天然ガス、水素、そして原子力をどう考える?
 日本政府は2050年に脱炭素、「カーボンニュートラル」を目標に掲げるが、実現に向け、関西には様々な技術の蓄積がある。そのカーボンニュートラルについて議論したのが第3分科会。

 関西には創業時から水素に取り組み続ける岩谷産業、世界初の水素運搬船を開発した川崎重工業など、水素エネルギーに強みを持つ企業が存在する。

 川崎重工で技術開発本部長を務め、現在顧問の牧村実氏は「ガラパゴスにならないよう、国際的な仲間づくり」を意識してきたと話す。つまり、日本は技術で先行しても、後から来た欧米に「ルール」を決められてしまい、その技術を生かしきれないという場面が多かった。

 そこで「ルールを守るのではなく、つくる側に回ることが重要」と牧村氏。環境エネルギーの領域では、日本が主導して「胴元ビジネス」を展開することが大事だと強調する。

 また、大阪ガス副社長の宮川正氏は「省エネに強力に取り組む必要がある。再度世界一を目指すべき」と力説。環境問題から再生可能エネルギーの活用が進むが「エネルギー政策を考える際には経済性、安定供給を考える必要がある」と強調。

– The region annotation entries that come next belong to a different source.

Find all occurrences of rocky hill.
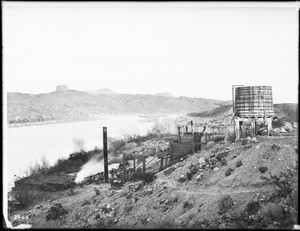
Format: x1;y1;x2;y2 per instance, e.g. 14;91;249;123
188;103;298;123
7;85;229;124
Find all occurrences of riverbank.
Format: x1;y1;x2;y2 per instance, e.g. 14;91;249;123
7;113;180;128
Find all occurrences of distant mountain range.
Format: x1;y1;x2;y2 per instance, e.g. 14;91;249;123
7;85;231;124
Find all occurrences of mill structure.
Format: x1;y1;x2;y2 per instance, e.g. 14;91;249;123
232;85;274;140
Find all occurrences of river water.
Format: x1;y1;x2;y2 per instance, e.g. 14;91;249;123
4;115;170;179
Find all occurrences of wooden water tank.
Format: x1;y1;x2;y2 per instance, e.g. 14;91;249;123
234;86;274;117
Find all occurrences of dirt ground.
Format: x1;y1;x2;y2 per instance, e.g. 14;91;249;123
10;136;298;229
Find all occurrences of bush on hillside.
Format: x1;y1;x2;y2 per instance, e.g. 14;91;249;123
108;138;126;156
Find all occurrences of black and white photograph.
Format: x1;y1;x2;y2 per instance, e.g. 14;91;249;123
1;1;300;230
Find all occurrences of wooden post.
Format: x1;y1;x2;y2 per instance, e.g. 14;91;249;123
103;127;108;183
143;158;146;173
133;157;135;172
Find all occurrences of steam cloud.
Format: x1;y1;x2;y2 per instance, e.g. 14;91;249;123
75;158;119;183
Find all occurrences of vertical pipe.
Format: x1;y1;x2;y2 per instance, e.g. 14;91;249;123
103;127;108;183
159;157;164;170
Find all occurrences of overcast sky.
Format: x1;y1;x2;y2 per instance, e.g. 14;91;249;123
2;2;298;103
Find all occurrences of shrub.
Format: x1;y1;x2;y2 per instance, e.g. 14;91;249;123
153;218;179;229
219;195;233;214
258;166;268;173
124;204;133;213
225;168;234;176
235;160;243;168
129;171;156;183
246;201;260;214
108;138;126;156
272;118;285;128
182;201;190;209
73;137;86;153
81;199;91;206
150;118;176;134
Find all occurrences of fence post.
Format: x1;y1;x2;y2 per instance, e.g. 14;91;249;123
103;127;108;183
143;158;146;173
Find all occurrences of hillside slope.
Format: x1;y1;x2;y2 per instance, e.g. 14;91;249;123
11;136;298;229
188;103;298;122
7;90;227;124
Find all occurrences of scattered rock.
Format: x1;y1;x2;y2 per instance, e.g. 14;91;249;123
164;166;176;176
186;170;193;180
206;141;215;148
218;223;226;229
199;157;205;165
221;158;227;166
258;166;268;173
217;151;229;160
225;168;234;176
251;137;257;143
241;139;248;145
271;144;281;151
244;144;252;149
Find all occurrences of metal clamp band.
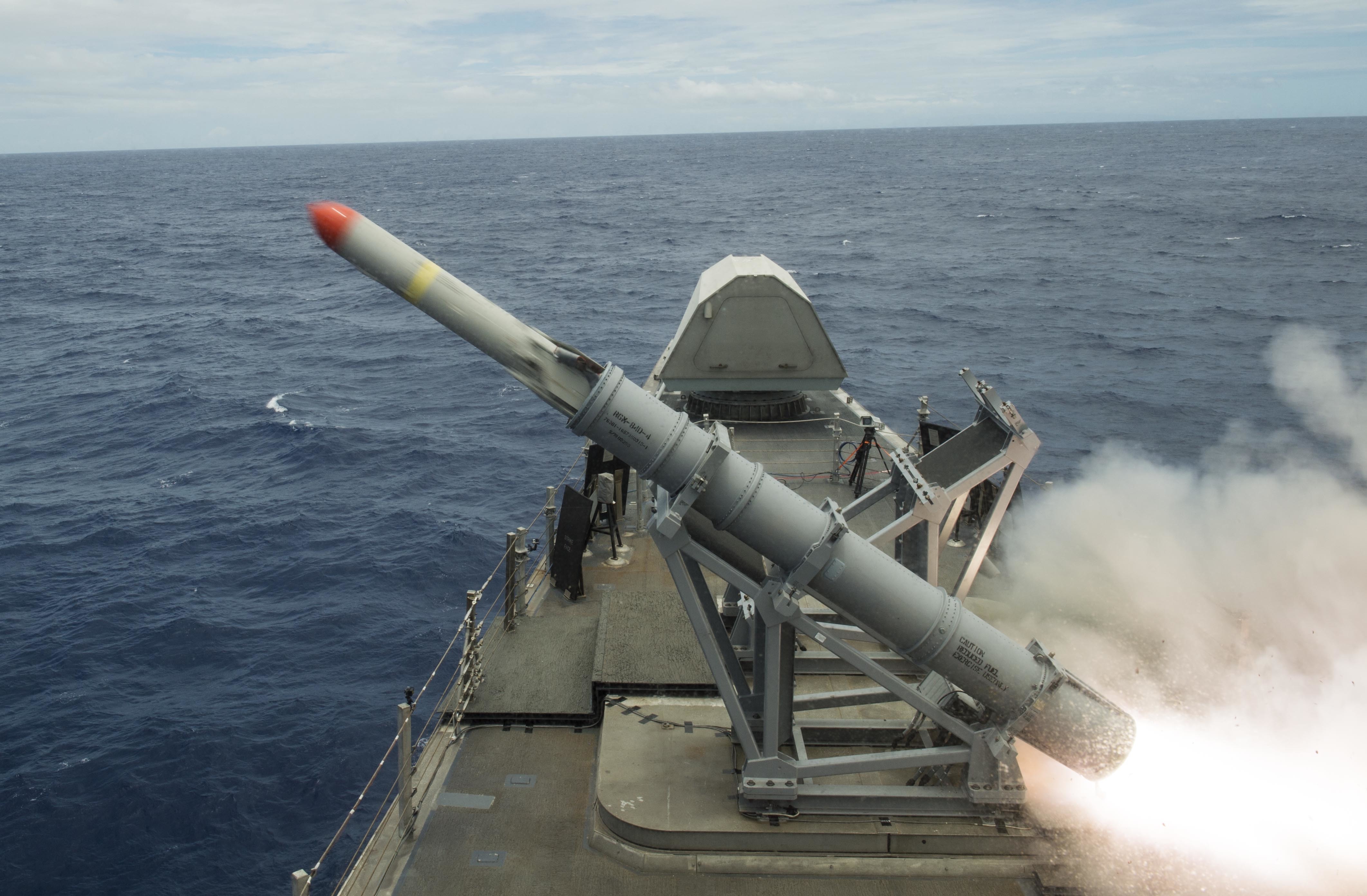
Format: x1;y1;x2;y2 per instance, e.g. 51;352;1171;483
656;436;729;538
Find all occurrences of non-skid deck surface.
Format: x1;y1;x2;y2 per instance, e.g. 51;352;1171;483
470;613;599;720
593;590;715;690
395;728;1023;896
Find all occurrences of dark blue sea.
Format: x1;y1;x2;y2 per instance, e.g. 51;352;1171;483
0;119;1367;896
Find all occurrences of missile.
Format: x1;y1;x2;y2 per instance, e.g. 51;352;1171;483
309;202;1135;780
309;202;603;416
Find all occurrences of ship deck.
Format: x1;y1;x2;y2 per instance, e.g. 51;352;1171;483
328;392;1065;896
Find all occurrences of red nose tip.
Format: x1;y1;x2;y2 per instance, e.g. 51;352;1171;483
309;202;361;250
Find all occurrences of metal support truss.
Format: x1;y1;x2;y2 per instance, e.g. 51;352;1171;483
845;368;1039;600
648;462;1025;818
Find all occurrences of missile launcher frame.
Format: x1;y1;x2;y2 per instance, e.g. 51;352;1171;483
294;210;1133;896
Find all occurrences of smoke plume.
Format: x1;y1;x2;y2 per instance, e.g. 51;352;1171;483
1005;328;1367;893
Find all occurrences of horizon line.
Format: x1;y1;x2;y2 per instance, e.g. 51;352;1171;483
0;115;1367;157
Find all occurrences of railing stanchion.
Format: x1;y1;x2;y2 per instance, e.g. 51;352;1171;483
395;704;414;840
513;526;530;613
503;533;517;631
541;485;555;560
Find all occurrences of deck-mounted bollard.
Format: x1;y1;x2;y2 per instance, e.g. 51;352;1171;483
513;526;532;613
395;704;413;839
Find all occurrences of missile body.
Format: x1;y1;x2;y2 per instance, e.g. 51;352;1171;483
310;203;1135;779
309;202;602;415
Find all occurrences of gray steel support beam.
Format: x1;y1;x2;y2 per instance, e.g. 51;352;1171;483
651;549;760;760
954;463;1025;600
793;687;902;713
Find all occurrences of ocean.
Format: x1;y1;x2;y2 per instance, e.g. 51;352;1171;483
0;117;1367;896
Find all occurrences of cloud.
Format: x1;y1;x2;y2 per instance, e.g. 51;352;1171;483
0;0;1367;152
656;78;841;102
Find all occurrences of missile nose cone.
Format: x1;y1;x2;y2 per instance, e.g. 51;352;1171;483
309;202;361;250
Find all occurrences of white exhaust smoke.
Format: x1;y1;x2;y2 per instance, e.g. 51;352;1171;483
1006;328;1367;893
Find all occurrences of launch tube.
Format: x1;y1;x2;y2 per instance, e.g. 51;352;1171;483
310;203;1135;779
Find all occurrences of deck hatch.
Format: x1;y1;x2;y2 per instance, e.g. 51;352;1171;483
436;794;493;808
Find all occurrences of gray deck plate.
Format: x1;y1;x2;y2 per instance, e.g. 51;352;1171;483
470;615;597;716
593;590;715;687
395;728;1021;896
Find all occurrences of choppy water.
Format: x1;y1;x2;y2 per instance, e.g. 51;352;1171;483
0;119;1367;895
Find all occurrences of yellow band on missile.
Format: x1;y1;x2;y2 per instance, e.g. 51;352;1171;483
403;261;442;304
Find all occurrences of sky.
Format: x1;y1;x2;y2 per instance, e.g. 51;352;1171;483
0;0;1367;153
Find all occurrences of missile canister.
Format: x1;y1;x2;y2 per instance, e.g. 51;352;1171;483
309;202;1135;779
309;202;602;414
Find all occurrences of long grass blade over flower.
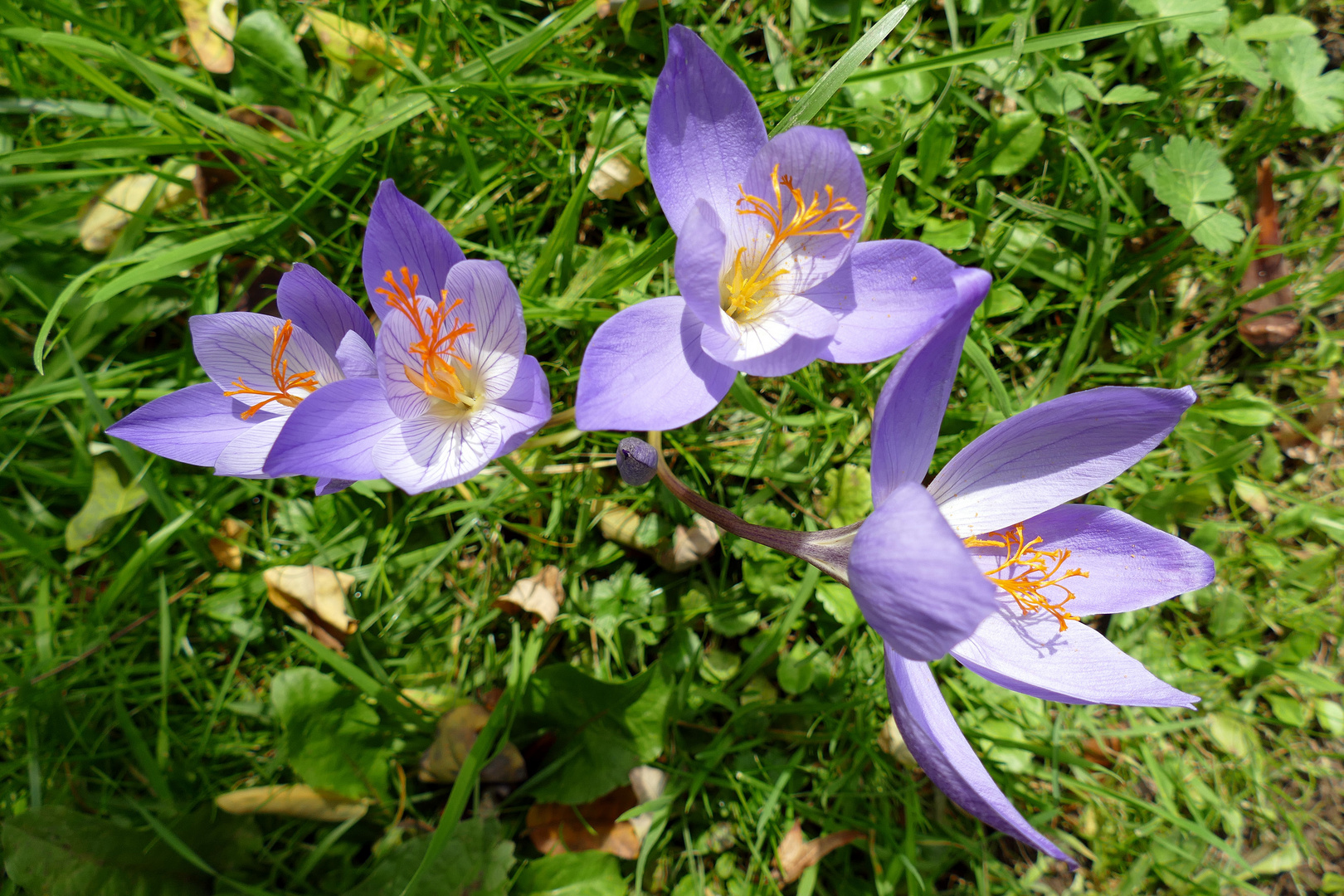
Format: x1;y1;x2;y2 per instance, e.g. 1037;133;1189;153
575;26;989;430
266;180;551;494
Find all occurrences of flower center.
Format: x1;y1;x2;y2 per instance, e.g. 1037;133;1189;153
225;321;319;421
964;523;1088;631
377;267;479;410
719;164;863;319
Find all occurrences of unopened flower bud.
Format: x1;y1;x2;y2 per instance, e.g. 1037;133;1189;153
616;436;659;485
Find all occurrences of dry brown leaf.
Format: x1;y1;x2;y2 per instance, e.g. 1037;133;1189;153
306;9;414;80
80;165;197;252
653;514;719;572
419;703;527;785
579;146;644;199
210;516;247;572
494;566;564;625
215;785;373;821
1236;158;1303;351
178;0;238;75
878;716;919;768
776;821;863;884
262;566;359;650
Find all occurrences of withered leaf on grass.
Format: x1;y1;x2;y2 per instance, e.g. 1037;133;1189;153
494;566;564;625
215;785;373;821
262;566;359;650
776;821;863;884
527;766;667;859
308;9;414;80
178;0;238;75
1236;158;1303;351
419;703;527;785
80;165;197;252
210;516;247;572
66;454;148;551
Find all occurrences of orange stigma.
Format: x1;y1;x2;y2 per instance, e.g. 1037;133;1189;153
723;164;863;317
377;266;475;407
964;523;1088;631
225;321;319;421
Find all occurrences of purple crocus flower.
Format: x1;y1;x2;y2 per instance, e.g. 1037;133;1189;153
108;265;377;494
265;180;551;494
848;294;1214;863
575;26;989;430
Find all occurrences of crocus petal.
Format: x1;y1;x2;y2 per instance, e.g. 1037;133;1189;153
363;180;465;317
265;377;399;480
275;265;373;354
189;312;344;415
485;354;551;454
700;295;836;376
850;482;999;660
808;246;991;364
445;260;527;399
969;504;1214;616
108;382;259;466
674;199;733;334
215;418;285;480
952;612;1199;708
336;332;377;376
646;26;766;235
373;297;437;421
313;477;355;494
373;414;503;494
872;292;980;506
924;386;1195;536
886;645;1078;868
574;295;737;431
731;126;869;295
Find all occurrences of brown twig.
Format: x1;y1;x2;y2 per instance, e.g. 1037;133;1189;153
0;572;210;700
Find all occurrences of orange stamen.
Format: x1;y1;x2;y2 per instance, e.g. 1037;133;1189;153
964;523;1088;631
225;321;319;421
377;266;475;406
724;164;863;316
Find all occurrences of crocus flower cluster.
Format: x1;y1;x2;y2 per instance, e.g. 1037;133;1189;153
575;26;989;430
108;180;551;494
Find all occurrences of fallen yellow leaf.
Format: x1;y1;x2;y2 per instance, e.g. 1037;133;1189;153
215;785;373;821
262;566;359;650
178;0;238;75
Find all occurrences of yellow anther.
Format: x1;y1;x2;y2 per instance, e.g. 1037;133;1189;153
964;523;1088;631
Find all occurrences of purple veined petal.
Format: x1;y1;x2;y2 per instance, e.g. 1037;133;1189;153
700;295;836;376
886;645;1078;868
275;265;373;354
446;260;527;399
484;354;551;454
872;292;980;506
313;477;355;495
646;26;766;236
215;416;286;480
967;504;1214;618
808;239;991;364
264;377;401;480
952;610;1199;709
336;332;377;376
189;312;344;415
363;178;465;319
574;295;737;431
674;199;733;334
108;382;259;466
373;414;504;494
725;125;869;295
850;482;999;661
930;386;1195;536
373;298;434;421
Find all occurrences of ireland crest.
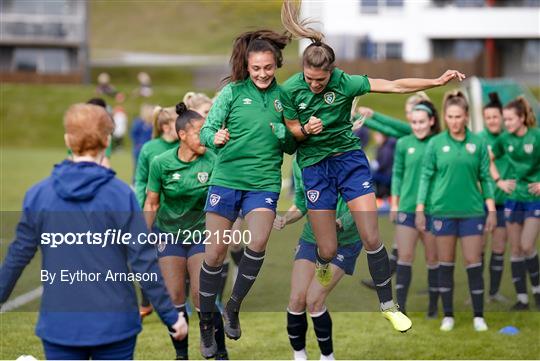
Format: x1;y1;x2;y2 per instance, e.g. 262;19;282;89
324;92;336;104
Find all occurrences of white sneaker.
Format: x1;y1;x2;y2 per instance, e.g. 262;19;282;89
441;317;454;332
473;317;487;332
293;348;307;360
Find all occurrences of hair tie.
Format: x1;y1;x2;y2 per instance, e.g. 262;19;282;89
413;104;433;117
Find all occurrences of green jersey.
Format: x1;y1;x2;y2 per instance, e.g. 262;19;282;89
135;137;178;208
492;128;540;202
293;160;360;246
417;129;494;218
392;134;431;214
201;78;296;193
478;128;510;205
280;68;370;168
148;146;216;234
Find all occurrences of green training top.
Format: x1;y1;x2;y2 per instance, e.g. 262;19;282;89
148;146;216;234
478;128;510;205
201;78;296;193
135;137;178;208
280;68;370;168
293;159;360;246
492;128;540;202
392;134;432;214
416;129;494;218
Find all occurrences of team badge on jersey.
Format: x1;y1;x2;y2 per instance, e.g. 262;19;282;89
197;172;208;183
210;193;221;207
306;190;319;203
324;92;336;104
274;99;283;113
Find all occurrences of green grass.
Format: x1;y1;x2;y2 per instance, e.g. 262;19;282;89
0;148;540;359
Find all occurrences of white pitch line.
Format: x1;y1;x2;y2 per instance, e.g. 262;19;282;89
0;286;43;313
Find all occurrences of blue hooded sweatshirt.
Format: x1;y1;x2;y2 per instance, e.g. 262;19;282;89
0;160;178;346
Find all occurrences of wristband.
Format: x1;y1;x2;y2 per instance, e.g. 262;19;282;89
300;124;309;137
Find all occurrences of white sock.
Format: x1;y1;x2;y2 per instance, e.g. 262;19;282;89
293;348;307;360
518;293;529;304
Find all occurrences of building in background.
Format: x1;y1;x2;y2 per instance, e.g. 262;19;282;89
300;0;540;84
0;0;88;82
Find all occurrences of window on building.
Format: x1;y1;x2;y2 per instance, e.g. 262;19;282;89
12;48;70;74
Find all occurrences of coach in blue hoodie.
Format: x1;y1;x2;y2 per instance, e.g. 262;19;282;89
0;104;187;359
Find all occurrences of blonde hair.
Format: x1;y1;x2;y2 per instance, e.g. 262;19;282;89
443;89;469;117
64;103;114;157
152;105;176;138
504;95;536;128
281;0;336;71
405;91;431;107
182;92;212;109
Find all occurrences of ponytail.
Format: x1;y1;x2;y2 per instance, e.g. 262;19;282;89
504;95;536;128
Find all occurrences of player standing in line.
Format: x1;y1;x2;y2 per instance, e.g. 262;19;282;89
199;30;296;357
491;97;540;310
144;103;228;360
416;91;497;331
281;0;464;332
274;160;362;360
0;104;187;360
478;93;515;302
390;101;441;318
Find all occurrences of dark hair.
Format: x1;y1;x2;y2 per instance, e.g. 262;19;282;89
484;92;502;113
281;0;336;71
504;95;536;128
86;98;107;109
176;102;204;133
413;100;441;134
224;30;291;82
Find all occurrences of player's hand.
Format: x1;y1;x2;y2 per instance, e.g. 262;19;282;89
214;128;231;147
414;211;426;232
304;116;323;134
528;182;540;196
336;218;343;232
497;179;516;194
169;312;188;341
484;211;497;233
274;215;287;231
436;70;466;85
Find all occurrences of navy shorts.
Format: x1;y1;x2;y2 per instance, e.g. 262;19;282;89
431;216;486;237
302;149;373;210
396;212;431;231
204;186;279;222
294;239;362;275
504;199;540;223
153;226;204;258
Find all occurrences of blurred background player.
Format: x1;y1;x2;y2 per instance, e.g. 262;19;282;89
144;102;228;360
478;93;515;303
491;96;540;311
415;91;497;331
0;104;187;360
274;161;362;360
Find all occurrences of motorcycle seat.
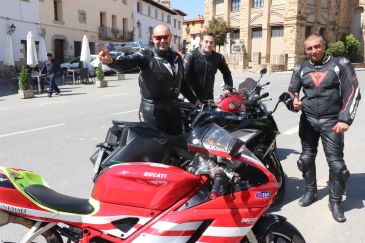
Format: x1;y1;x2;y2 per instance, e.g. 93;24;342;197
25;184;94;214
112;120;157;130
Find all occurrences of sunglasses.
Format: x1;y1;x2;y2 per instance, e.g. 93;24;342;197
153;35;170;41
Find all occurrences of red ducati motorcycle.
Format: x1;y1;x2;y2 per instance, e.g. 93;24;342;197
0;123;305;243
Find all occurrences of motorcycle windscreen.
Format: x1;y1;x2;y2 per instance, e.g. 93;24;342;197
238;78;257;92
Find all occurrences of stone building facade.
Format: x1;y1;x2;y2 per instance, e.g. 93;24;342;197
205;0;365;69
183;15;205;51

 再エネを増加させることが重要だが、天候に左右されるだけに、それを支えるベースが重要になる。天然ガスの活用を進めると同時に、原子力発電をどう位置づけるかが重要になる。

 関西地方で、低公害車を使った「グリーン配送」で知られるエコトラック社長の池田雅信氏は「CO2を減らすのではなくゼロにするとなると水素の活用は不可欠。そして水素製造との親和性を考えても、原発の再稼働を考える必要があるのでは。震災後の日本は慎重になり過ぎて、『羹に懲りて膾を吹く』になってしまっている」と指摘。

 諸外国でも原子力を「グリーンエネルギー」と位置づけるところが出てきているだけに、難しい議論ではあるものの、日本でも原子力にどう向き合うかを真剣に考えていく必要がある。

「より安く」からいかに脱却するか?
 日本は生産性の低さが課題とされ、それが低成長が続く要因となっている。前述の岩井氏の指摘のように従業員の給与は上がらず、物価も低迷、デフレ状態が続いてきた。

 その中で日本企業はコストカットで「良いものをより安く」を追求してきたが、それが「安いニッポン」につながったという構造問題がある。この脱却について議論したのが第6分科会。

 日本総合研究所主席研究員の藻谷浩介氏は、これまでの日本企業の姿を「コストカットが正義であるという〝宗教〟」と表現。「平成は勃興する中国との価格競争だった。人件費抑制、円安、薄利多売で外需を保持したが、内需不振で日本は低成長に陥った。令和の繁栄は、円高と内需を拡大した先にある。そこに対応した企業が生き残っていく」(藻谷氏)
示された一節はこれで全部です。